May 2023 Blog

Latest news on the tax structuring of employee stock ownership plans (ESOPs) - a boost (not only) for start-ups

The draft bill of the Future Financing Act (ZuFinG) provides for improved framework conditions for Germany as a financial and business centre. In particular, the attractiveness for start-ups and future-oriented companies is to be increased through more favourable regulations on employee capital participation. However, the planned changes are generally of interest to companies of all sizes and sectors.

Background - Taxation of employee share ownership schemes

Incentivisation and more flexible remuneration through employee share ownership is also becoming increasingly important in Germany. Employee share ownership plans or ESOPs (Employee Stock Option Plans) are programmes in which employees are granted a stake in the company in the form of GmbH shares or shares at a reduced price. Participation via so-called profit participation rights or profit participation certificates is also possible. The non-cash benefit from the discounted transfer is subject to income tax and is generally taxable when the participation is granted, although the employee does not (initially) receive any income.

Section 19a EStG, which was only newly created in 2021, was intended to prevent this immediate taxation and thus make employee share ownership schemes more attractive. The regulation is mainly aimed at start-ups and young companies. § However, the current version of Section 19a EStG has a number of weaknesses, meaning that it is currently irrelevant in practice. This is now set to change with the ZuFinG, which is due to come into force on 1 January 2024.

Expansion of the scope of application to include "grown-ups", "late-stage" and growth companies

One of the main problems and criticisms is the scope of the regulation, which leaves out many future and growth companies. To date, only employees of companies that fall under the criteria for small and medium-sized enterprises (SMEs: maximum 250 employees, EUR 50 million turnover and EUR 43 million balance sheet total) in the current or previous calendar year can benefit from the tax relief under Section 19a EStG. In addition, a maximum of 12 years may have passed since the company was founded.

The SME criteria are now to be doubled and companies that are up to 20 years old are also to be included. In addition, the look-back period will be extended from one to six years: if the company in question has not exceeded the new thresholds in any of the last six years, Section 19a EStG will apply. Furthermore, shareholdings in companies affiliated with the employer company are also to be tax-privileged in future. This also opens up new opportunities for established companies with young subsidiaries.

Increase in the tax-free allowance

The annual tax-free allowance for the acquisition of employee shareholdings is to be increased from EUR 1,440 to EUR 5,000.

Showstopper "dry income" removed

The fundamental problem to be solved with employee share ownership schemes is that of so-called dry income, i.e. the taxation of a non-cash benefit. This is because the employee does not actually receive income until the shares are sold.
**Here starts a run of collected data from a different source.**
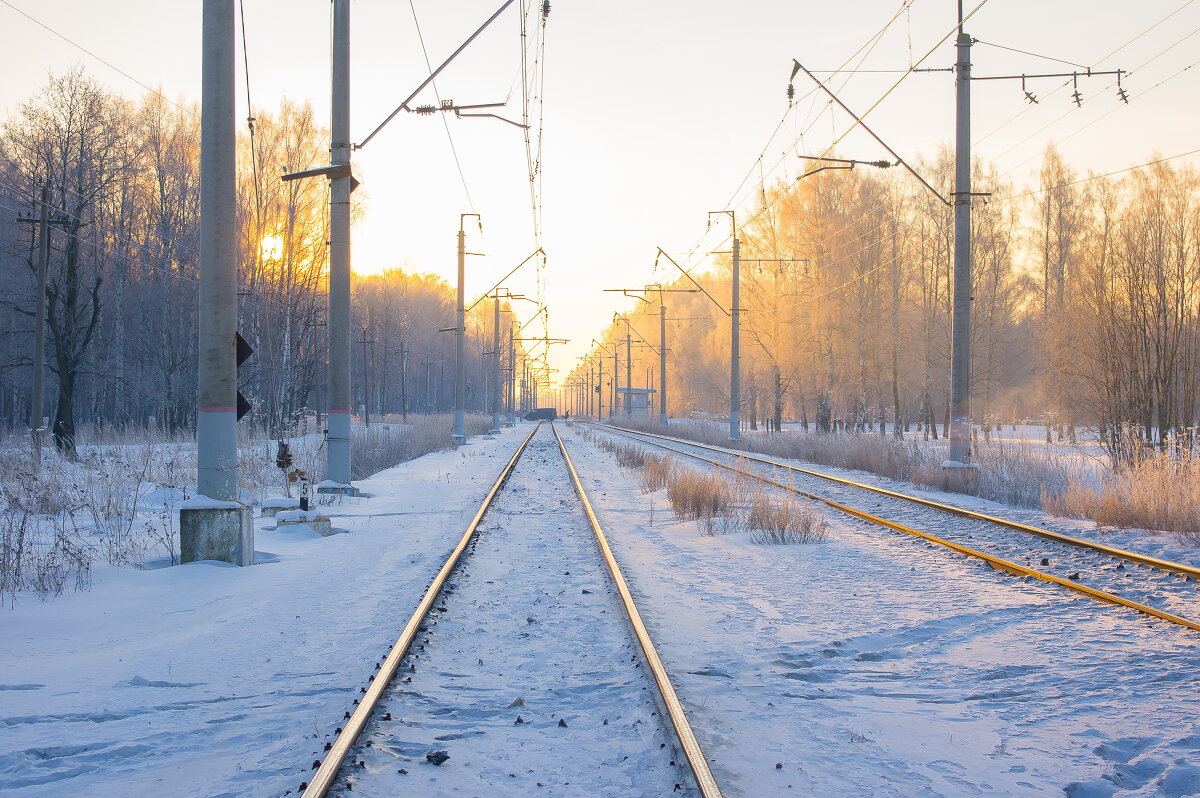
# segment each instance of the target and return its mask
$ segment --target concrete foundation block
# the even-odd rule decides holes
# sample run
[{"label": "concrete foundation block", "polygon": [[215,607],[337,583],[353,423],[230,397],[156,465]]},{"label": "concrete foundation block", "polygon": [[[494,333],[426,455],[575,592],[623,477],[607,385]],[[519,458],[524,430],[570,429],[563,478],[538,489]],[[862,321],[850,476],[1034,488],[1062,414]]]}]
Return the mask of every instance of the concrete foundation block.
[{"label": "concrete foundation block", "polygon": [[334,482],[327,479],[324,482],[317,483],[317,493],[332,493],[337,496],[359,496],[358,488],[353,485],[348,485],[344,482]]},{"label": "concrete foundation block", "polygon": [[223,506],[188,504],[179,508],[180,562],[254,564],[254,521],[249,507],[234,502],[211,502]]},{"label": "concrete foundation block", "polygon": [[282,510],[299,510],[300,500],[289,499],[286,496],[278,496],[270,499],[263,499],[262,517],[274,518],[277,513]]},{"label": "concrete foundation block", "polygon": [[305,524],[323,537],[333,534],[333,522],[329,516],[321,515],[316,510],[283,510],[275,516],[275,528]]}]

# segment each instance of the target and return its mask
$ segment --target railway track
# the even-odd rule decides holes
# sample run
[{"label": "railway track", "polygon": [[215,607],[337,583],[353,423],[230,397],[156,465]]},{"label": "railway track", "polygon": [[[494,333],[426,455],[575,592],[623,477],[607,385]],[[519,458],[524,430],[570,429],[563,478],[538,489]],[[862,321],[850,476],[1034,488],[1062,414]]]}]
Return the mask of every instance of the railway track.
[{"label": "railway track", "polygon": [[548,430],[517,448],[336,739],[314,753],[306,797],[720,796]]},{"label": "railway track", "polygon": [[[1080,540],[1051,530],[821,474],[742,451],[654,433],[583,422],[636,441],[806,496],[868,523],[1041,580],[1108,604],[1200,631],[1200,569]],[[770,474],[771,476],[768,476]],[[781,481],[773,477],[781,476]],[[933,534],[929,529],[936,529]]]}]

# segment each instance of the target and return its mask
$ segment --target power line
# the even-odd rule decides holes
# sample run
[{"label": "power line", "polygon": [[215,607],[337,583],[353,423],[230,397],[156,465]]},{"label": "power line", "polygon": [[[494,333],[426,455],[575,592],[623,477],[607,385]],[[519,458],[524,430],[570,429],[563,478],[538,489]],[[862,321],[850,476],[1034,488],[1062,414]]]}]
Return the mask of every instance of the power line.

§ Although Section 19a of the German Income Tax Act (EStG) currently only provides for so-called longstop taxation after 12 years, there are also some problematic substitute realisation situations that also trigger taxation. In particular, a change of employer or termination of employment by the employee lead to immediate taxation.

Taxation is now to be deferred for 20 years. In addition, a change of employer or termination of employment by the employee or the expiry of the 20-year period will no longer trigger immediate taxation for the employee in future if the employer irrevocably assumes liability for income tax in the event of the actual sale of shares.

Flat-rate taxation of 25%

The draft also provides for the possibility of flat-rate taxation of the non-cash benefit in the amount of 25% (plus solidarity surcharge, if applicable). This would lead to a fundamentally uniform taxation of the granting and subsequent sale of the participation and is significantly more attractive than the wage tax rate of up to 45%.

Excursus: So-called hurdle shares as an alternative structure

If the draft is actually implemented, the granting of employee share ownership schemes will become much simpler and more attractive, both for companies and employees.

One relevant alternative in the current legal situation is the structuring of employee share ownership via so-called hurdle shares. These are shares that have a negative liquidation preference and therefore only allow participation in future earnings. The shares therefore have no value at the time they are granted, meaning that there is no taxable benefit in money's worth. However, such arrangements require a certain amount of structuring and should always be backed up by an income tax ruling.

Summary and outlook

The draft bill provides for a significant improvement in the tax framework for employee share ownership schemes and would be a first step towards promoting innovation and investment in Germany.